Like I said, something is *seriously* wrong with our .xda I/O now...
> ----- Original Message -----
> From: Roy Stogner <roystgnr@...>
> To: libmesh-devel@... <libmesh-devel@...>
> Sent: Thu Nov 19 19:01:59 2009
> Subject: Re: [Libmesh-devel] ex4 Parallel run error.
> On Thu, 19 Nov 2009, Kirk, Benjamin (JSC-EG311) wrote:
>> Are you looking back by date to find the last successful build?
> Unfortunately I'm now at home with errands to do; I didn't discover
> until 6:00 that the I/O problem was so serious.
> Playing binary search through svn revision numbers is definitely the
> next line of attack, but I may not be able to get to it until ~8am
> tomorrow. If anyone has a chance to try that first I'd appreciate it.
>> ----- Original Message -----
>> From: Roy Stogner <roystgnr@...>
>> To: Vijay S. Mahadevan <vijay.m@...>
>> Cc: libmesh-devel <libmesh-devel@...>
>> Sent: Thu Nov 19 18:06:32 2009
>> Subject: Re: [Libmesh-devel] ex4 Parallel run error.
>> On Thu, 19 Nov 2009, Vijay S. Mahadevan wrote:
>>> yes, that fixed the problem in ex4. I'll compile my code and test it
>>> later today and will let you know if there are any other problems.

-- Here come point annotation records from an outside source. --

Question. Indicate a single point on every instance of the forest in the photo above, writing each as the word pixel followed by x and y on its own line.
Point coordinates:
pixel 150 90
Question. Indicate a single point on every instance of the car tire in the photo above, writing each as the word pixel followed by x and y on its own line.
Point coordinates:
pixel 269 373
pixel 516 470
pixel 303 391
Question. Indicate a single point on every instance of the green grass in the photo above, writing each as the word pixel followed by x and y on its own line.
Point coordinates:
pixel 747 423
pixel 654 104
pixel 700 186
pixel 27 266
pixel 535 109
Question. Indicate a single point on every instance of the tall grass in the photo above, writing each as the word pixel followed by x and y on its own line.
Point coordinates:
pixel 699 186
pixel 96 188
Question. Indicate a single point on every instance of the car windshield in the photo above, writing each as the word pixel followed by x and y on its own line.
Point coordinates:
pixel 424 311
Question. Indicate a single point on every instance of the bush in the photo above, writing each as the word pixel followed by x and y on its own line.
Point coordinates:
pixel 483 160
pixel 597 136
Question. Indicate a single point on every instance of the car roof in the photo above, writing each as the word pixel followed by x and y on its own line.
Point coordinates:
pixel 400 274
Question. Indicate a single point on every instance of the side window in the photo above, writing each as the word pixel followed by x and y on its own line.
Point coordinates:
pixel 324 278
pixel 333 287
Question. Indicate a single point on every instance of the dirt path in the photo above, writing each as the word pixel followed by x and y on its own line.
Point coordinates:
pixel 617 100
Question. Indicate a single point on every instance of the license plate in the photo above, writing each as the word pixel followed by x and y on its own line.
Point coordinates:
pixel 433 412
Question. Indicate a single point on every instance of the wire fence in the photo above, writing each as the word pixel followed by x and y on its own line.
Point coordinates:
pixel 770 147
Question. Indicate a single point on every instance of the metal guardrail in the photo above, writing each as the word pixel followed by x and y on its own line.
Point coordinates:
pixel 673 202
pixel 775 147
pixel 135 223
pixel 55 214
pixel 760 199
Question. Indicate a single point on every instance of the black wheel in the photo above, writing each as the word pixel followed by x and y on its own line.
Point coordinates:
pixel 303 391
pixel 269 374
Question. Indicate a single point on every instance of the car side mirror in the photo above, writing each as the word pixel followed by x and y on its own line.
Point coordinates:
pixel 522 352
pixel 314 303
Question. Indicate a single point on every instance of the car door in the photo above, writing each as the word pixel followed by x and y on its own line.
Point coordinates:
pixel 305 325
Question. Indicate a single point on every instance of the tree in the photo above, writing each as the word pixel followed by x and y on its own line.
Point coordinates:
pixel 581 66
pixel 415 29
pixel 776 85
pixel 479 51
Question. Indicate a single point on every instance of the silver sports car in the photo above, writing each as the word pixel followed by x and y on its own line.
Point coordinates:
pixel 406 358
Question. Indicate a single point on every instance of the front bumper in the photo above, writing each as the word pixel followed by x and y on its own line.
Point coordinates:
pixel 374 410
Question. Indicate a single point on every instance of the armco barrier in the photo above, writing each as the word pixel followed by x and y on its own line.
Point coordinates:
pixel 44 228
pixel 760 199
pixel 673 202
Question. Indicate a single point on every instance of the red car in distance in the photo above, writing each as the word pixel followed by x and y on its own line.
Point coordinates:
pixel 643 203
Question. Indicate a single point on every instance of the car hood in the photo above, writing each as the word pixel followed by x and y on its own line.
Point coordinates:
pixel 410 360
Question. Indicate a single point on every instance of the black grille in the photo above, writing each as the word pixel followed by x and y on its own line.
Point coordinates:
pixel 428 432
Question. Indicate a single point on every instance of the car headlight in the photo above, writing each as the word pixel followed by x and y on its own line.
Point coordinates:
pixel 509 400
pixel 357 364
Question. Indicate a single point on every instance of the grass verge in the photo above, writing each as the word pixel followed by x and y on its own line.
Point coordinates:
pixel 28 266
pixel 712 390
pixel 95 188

>> There are definitely other problems. There appears to be an I/O
>> regression that's unrelated to the libHilbert change. I'm still
>> trying to track that down, but it's nasty - whereas the libHilbert bug
>> was only affecting a couple codes, this I/O regression even triggers
>> on ex10...
>>> On Thu, Nov 19, 2009 at 5:25 PM, Roy Stogner <roystgnr@...>
>>>> On Thu, 19 Nov 2009, Vijay S. Mahadevan wrote:
>>>>> Ah I see. I do not use AMR extensively these days and so most of my
>>>>> test problems have been working smoothly without encountering the
>>>>> error you mentioned. I assumed this was a very specific bug that
>>>>> occurred only after several refinements. If this is the case, can I
>>>>> fall back to enabling Hilbert library ? Or would it be safer to wait
>>>>> for your implementation to be checked in before I start running in
>>>>> parallel ?
>>>> My implementation's checked in now. Whether it's safer to trust code
>>>> that hasn't been thoroughly tested or code that has been found to fail
>>>> in a few hard-to-find cases is a matter of opinion. I'd appreciate it
>>>> if you'd run with the new implementation, though, so that we start
>>>> getting that more thoroughly tested ASAP. That seems like the fastest
>>>> way to get back to "safe". The libHilbert issue appeared to be a
>>>> problem in their code, which either means that we have to fix their
>>>> code or that we've misunderstood the problem; either way it may take
>>>> us a while to make it safe to turn that back on.